Researchers Making Progress to Track Alzheimer's, But Do You Want to Know?
The good news – news sources are reporting the promise of new tests that can track Alzheimer’s disease at the earliest stages. For instance, Reuters News Service reported on several studies that were presented during a recent Alzheimer’s Association meeting in Austria. Findings included:
- Scans that measure brain volume along with a battery of memory tests can accurately identify the progression from mild cognitive impairment (MCI) to early Alzheimer’s disease in 95 percent of those tested.
- A brain scan that measures glucose, when combined with low scores on memory tests, is a strong predictor of how the disease Is progressing.
Furthermore, genetic tests are now available that can help predict who has a better chance of getting this disease. Yet, does a person who may have a family history of Alzheimer’s want to know?

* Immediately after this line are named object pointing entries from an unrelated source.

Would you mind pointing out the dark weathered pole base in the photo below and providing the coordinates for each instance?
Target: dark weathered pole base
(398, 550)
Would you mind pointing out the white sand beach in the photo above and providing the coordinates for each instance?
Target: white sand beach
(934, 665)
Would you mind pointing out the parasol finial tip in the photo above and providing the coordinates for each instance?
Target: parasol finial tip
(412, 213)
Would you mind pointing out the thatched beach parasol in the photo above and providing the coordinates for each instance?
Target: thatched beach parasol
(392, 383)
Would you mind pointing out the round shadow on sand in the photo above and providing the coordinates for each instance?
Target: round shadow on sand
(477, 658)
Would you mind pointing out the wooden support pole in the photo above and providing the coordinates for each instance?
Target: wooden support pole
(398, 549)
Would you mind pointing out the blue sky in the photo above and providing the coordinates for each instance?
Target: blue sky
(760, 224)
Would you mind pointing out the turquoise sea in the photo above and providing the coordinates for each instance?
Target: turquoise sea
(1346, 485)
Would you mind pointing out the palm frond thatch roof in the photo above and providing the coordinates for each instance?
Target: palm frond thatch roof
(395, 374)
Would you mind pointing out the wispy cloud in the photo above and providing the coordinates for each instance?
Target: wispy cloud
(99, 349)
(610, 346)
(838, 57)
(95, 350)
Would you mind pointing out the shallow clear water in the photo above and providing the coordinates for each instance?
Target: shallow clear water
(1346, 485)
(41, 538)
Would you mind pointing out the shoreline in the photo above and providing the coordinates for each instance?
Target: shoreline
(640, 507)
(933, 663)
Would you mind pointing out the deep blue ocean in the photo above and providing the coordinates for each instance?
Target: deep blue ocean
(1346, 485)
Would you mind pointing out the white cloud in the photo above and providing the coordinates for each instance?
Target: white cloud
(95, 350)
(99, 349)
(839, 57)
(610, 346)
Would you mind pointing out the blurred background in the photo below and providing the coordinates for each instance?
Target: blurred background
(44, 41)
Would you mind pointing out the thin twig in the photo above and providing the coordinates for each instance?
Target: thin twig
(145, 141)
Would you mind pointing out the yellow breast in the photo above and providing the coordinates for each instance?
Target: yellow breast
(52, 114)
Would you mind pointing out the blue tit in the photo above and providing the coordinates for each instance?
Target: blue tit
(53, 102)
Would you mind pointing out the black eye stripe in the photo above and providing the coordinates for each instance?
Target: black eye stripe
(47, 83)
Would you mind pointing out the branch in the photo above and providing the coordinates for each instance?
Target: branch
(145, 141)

New York Times reporter Denise Grady described a study that found that taking a genetic test in order to identify an increased risk of Alzheimer’s doesn’t pose psychological harm. This study followed 162 adults who had a relative suffering from Alzheimer’s disease. All of these adults participated in genetic testing; of those, 51 were not told the results of the testing. All 162 adults completed standardized surveys six weeks after the tests were completed, and then again at the six-month mark and the one-year mark. These surveys were designed to measure anxiety, depression and distress caused by the test results. Researchers found no significant differences between the people who were told of their test results and those 51 adults who did not know the results.
“In the study, people who found out they did not have the risky gene were relieved, even though they understood that they were still not in the clear,” Grady wrote. “Those who learned they had the gene were more likely than those who did not, or who did not know, to regard their risk of Alzheimer’s as higher and to express negative feelings about receiving the results. But those feelings did not translate into distress. And those who had the gene were no less likely than the others to say they would have the test all over again, the researchers said.”
I have to be honest -- although this disease is prevalent in my mother’s side of the family, I don’t want to have genetic testing until drugs are discovered that can eliminate the disease. Having been a caregiver for my mother and also helped with my grandmother, I’m afraid that I’d become obsessive about the slightest memory slip if I participated in the testing and found that I had the gene. If I was diagnosed with the disease, then I would want to know more, but currently being symptom free, I choose to embrace not knowing all the details. Instead, I’d rather put my focus on the preventative measures we know about today – diet, exercise, stress reduction, stimulating the brain by trying new things, and maintaining strong relationships with family and friends. By taking this route, I at least can feel that I’m being proactive in caring for my mental and physical health.
However, knowing that these tests are available and that researchers are making progress on identifying the progression of Alzheimer’s in order to find a way to stop this disease eases my mind as well. Hopefully researchers will continue to make substantial progress so that Alzheimer’s will become a footnote in the history books. And hopefully, those breakthroughs will come soon.